Palmer Proctor: And Chris, you know, one benefit from this cycle, if you want to look at it glass half full, is that it’s allowed banks to kind of step back, obviously be more selective, and we have all intentionally pulled back on CRE. But when you look and you’ve got–you’re limiting how much powder you want to put to use in certain asset classes, what it allows us and all banks to do is kind of have a focus on what they’re going after. Our continued focus on obviously deposits, but more importantly on C&I kind of growth too, is that we’re getting a lot of really good opportunities on the C&I front, so I think you’ll continue to see strong growth there on core organic kind of C&I, in addition to the equivalent finance type of activities.

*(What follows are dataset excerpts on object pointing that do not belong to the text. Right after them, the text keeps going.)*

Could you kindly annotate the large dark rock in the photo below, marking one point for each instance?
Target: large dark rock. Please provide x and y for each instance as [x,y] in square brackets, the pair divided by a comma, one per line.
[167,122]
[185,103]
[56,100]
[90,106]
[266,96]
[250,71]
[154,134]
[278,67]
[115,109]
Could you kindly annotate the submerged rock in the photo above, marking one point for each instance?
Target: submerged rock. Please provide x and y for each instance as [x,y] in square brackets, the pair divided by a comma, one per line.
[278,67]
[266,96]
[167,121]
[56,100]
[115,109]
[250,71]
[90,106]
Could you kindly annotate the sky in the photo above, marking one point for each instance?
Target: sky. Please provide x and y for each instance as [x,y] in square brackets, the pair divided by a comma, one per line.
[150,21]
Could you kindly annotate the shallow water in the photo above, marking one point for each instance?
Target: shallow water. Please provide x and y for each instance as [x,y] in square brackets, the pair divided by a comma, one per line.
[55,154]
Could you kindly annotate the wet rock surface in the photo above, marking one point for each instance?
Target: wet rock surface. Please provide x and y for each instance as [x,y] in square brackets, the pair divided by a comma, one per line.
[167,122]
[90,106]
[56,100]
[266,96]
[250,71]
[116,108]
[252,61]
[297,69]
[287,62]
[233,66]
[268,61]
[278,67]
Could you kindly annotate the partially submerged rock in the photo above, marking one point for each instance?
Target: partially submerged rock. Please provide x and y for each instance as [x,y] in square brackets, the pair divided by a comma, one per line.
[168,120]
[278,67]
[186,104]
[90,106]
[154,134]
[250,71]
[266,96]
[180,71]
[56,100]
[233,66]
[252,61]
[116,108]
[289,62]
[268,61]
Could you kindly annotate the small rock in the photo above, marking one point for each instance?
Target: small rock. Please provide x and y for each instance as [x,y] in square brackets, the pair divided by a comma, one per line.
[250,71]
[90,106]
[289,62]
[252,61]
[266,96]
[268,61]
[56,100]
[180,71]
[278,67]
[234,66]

We’re really encouraged by that. The other reason and benefit in doing that, as you well know, is from the deposit front, so the deposit side of it, we’re really excited about it because a lot of these operating companies are bringing material deposits over to the bank, which includes all of our treasury management services, so that’s really been a bright spot. That’s the focus. We’ve kind of got three pillars for 2023 that we’re focused on, with the first one being deposits-deposits-deposits, and fortunately for our company that’s nothing new, but all our incentive plans have been adjusted to reflect that across the board at a more intense level. They’ve always had a deposit component, which is really the result of that 41% core funding that we have on DDA.